The Royal Navy in the Napoleonic Age


The Royal Navy in the Napoleonic Age : Senior Service 188-1815. By Mark Jessop. Pen & Sword History, Barnsley, 2019.

Reviewed by John Johnston

With more than 6.000 book titles in print, interest in the long wars against the French Republic and the Empire evidently remains unsated. More than 600 titles deal with the naval history of the Revolutionary and the Napoleonic Wars, and nearly 400 are devoted to the battle of Trafalgar.

Standing out in such a torrent of publications is a challenge for the historian, not least when the reading public’s perception of the French Wars is shaped by romance and the historical novel rather than accounts of events and analyses of statistics. 
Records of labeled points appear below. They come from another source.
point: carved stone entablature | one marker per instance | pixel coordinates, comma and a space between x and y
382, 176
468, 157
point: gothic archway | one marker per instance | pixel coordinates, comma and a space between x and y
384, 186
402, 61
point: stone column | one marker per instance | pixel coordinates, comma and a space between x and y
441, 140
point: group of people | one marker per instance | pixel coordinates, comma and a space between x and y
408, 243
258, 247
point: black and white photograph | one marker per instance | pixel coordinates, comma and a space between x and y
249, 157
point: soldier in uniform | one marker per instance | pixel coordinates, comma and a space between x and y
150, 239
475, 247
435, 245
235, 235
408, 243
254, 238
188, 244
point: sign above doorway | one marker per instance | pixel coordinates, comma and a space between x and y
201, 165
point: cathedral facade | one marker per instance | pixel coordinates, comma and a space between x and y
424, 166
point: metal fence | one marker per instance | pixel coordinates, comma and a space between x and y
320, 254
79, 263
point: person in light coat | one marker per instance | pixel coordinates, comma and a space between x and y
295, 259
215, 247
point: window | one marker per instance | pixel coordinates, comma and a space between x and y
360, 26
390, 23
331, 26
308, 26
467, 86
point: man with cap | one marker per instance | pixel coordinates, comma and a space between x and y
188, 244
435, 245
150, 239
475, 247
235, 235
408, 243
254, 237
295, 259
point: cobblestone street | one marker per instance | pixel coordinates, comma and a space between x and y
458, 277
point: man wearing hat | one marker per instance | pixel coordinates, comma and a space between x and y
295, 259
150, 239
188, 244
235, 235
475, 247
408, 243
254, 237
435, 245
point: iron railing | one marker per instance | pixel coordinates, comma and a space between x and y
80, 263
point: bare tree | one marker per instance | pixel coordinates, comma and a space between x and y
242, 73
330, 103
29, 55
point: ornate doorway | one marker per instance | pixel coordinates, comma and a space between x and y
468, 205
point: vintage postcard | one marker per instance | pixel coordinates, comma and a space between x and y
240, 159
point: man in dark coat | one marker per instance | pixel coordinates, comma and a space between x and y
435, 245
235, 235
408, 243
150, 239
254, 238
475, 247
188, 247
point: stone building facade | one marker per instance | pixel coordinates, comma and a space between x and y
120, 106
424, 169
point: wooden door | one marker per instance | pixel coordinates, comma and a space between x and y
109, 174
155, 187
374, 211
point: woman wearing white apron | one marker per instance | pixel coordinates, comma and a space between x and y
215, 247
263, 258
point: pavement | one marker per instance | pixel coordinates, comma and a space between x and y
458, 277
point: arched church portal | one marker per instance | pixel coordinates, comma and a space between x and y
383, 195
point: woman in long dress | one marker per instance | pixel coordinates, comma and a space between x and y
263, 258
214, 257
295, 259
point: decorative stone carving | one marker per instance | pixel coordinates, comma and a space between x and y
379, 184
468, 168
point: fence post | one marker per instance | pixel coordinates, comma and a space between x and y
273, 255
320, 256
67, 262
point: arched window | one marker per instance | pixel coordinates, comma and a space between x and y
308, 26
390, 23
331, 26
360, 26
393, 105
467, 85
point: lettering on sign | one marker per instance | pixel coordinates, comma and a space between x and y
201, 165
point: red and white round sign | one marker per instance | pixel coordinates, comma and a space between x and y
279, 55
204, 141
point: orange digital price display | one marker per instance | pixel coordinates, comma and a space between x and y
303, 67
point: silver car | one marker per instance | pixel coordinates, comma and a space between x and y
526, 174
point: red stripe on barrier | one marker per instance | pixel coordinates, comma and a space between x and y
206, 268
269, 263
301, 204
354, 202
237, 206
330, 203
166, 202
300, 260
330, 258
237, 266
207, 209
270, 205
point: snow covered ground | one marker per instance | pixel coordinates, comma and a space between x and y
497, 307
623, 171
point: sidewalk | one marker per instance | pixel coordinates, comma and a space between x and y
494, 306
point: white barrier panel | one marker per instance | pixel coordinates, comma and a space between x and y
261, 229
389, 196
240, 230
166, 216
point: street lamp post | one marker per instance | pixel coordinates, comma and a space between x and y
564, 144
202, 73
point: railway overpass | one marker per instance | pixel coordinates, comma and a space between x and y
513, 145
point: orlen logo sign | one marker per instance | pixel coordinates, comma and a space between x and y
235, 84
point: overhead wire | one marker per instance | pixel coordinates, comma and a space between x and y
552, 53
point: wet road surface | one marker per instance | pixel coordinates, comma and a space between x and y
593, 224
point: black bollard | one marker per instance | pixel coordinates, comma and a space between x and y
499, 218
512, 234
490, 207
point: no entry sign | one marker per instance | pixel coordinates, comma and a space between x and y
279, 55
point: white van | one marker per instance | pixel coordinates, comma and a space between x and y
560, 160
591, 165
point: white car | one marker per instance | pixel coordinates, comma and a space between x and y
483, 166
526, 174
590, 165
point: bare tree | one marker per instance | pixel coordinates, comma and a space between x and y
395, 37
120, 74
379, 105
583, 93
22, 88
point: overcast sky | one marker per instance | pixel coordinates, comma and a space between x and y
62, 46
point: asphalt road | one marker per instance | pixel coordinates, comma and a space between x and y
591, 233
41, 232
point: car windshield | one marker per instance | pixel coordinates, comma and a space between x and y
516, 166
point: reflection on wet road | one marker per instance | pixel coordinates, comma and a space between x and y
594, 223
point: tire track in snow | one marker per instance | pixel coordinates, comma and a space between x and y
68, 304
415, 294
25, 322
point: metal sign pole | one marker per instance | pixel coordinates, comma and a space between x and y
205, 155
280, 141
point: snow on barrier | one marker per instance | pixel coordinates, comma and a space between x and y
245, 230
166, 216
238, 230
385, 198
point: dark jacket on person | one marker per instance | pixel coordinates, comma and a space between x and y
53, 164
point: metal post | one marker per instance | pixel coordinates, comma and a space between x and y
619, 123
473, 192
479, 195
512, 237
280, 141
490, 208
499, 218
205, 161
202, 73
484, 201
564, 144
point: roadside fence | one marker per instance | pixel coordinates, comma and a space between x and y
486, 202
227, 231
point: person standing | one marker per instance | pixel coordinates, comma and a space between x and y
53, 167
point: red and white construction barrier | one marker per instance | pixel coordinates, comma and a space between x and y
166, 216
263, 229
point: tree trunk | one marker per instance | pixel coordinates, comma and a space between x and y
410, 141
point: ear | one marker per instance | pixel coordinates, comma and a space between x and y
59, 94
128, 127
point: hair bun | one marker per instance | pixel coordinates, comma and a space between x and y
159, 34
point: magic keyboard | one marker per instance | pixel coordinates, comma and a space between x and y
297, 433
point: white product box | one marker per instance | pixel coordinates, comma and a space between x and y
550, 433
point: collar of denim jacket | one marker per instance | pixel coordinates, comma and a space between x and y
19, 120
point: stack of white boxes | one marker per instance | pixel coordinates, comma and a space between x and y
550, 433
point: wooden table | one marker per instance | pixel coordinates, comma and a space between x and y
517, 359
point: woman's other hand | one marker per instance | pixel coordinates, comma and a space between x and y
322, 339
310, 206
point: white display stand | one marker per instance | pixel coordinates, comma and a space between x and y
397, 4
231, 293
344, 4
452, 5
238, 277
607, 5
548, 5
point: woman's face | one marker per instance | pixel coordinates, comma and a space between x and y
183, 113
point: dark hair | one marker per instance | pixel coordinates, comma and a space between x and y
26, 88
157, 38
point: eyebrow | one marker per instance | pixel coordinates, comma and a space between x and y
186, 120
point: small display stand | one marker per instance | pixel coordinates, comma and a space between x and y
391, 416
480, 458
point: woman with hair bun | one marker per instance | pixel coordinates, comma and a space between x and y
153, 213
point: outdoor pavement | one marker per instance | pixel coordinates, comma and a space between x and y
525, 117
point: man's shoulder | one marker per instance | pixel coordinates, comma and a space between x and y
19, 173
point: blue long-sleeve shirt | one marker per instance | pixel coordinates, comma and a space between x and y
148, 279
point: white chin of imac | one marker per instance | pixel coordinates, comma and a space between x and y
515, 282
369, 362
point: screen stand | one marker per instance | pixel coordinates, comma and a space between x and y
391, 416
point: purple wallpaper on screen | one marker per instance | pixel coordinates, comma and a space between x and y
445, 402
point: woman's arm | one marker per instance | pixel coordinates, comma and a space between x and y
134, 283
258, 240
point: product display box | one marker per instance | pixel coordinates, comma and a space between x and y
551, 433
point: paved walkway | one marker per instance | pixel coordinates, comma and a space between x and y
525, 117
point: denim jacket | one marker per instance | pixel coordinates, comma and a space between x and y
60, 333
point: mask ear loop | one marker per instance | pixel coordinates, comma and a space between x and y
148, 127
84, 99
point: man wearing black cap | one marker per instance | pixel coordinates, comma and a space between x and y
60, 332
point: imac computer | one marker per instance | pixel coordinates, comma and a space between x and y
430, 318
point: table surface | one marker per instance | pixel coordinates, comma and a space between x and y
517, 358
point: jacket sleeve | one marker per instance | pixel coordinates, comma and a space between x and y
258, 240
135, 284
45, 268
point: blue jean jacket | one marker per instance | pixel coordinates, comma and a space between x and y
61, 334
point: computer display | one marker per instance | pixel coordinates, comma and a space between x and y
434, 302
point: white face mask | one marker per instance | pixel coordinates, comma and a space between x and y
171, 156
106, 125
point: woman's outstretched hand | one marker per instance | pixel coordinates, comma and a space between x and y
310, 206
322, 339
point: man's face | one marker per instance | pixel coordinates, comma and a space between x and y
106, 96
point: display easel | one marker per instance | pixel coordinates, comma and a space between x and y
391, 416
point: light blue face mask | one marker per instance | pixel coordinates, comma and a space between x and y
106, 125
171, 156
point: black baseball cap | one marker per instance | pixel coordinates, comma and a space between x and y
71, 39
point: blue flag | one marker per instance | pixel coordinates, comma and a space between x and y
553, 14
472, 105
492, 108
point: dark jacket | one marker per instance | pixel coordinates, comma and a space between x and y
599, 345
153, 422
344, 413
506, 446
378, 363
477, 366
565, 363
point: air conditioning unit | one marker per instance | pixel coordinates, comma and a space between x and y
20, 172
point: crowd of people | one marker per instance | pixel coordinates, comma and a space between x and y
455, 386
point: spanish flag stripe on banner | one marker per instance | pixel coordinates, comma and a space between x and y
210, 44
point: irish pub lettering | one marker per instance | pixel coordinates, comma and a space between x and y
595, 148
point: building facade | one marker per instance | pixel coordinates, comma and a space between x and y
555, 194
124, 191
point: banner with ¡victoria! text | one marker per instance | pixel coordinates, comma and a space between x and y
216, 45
Almost a century ago, the Irish historian, Eileen Power faced a similar problem when she sought to reinvigorate interest in the Middle Ages. Power brought together source materials from the Middle Ages and wove them into a series of short stories which presented medieval people as real persons, with whose travails and pleasures readers could readily identify. Her book, Medieval People, caught the public imagination and remains in print to this day. Mark Jessop follows in that honourable tradition, taking the reader on a guided tour of the Royal Navy as it evolved between 1800 and 1815 through a sequence of fictional vignettes that recount the events and changes of those years as common people experienced them and which are contextualised in clearly, simply, and uncomplicatedly written essays. 

The presentation of Trafalgar exemplifies Jessop’s tour. Three petty officers meet the sisters of a deceased friend and describe to them the terror, the stench, and the confusion of the unnamed but immediately recognisable battle in which he died. The short essay traces the sequence of events that led to the battle, places the battle into its strategic context, and details the costs of victory and defeat. A second vignette follows: a poet struggling to reconcile the triumph at Trafalgar with the heavy British losses suddenly realises that the unexpected victory has not only lifted the sense of national despair but that, in freeing England from the threat of invasion, it has also been a moment of national liberation. Jessop thus subtly brings together the tension between the human cost of Nelson’s triumph and the palpable relief which his success engendered.

The vignettes are collages, skilfully fabricated from contemporary newspapers, memoirs, parliamentary reports, and private correspondence. They are entirely credible, and one can imagine oneself overhearing the conversation between the petty officers and the sisters or sitting beside the poet as he struggles for inspiration. They bring the cold explanation and analysis of events, technological developments, and naval tactics in the essays to life, so that one moves seamlessly from one perspective to another in grasping the complex and multi-facetted character of England and its navy in the early nineteenth century. 

Jessop’s thought-provoking study of how unremitting warfare affected people and society and spurred the development of new technologies and practices at sea is a homage to the pioneering works of Jeremy Black, Linda Colley, and Edward Thompson and a worthy continuance of Power’s idea of sparking the interest of the reading public through fiction. Anyone considering how to differentiate their exhibition or a publication from those of others will do well to look at this work, while the general reader will find it difficult to put the book down. Anyone who is seeking a Christmas present could do well to start here.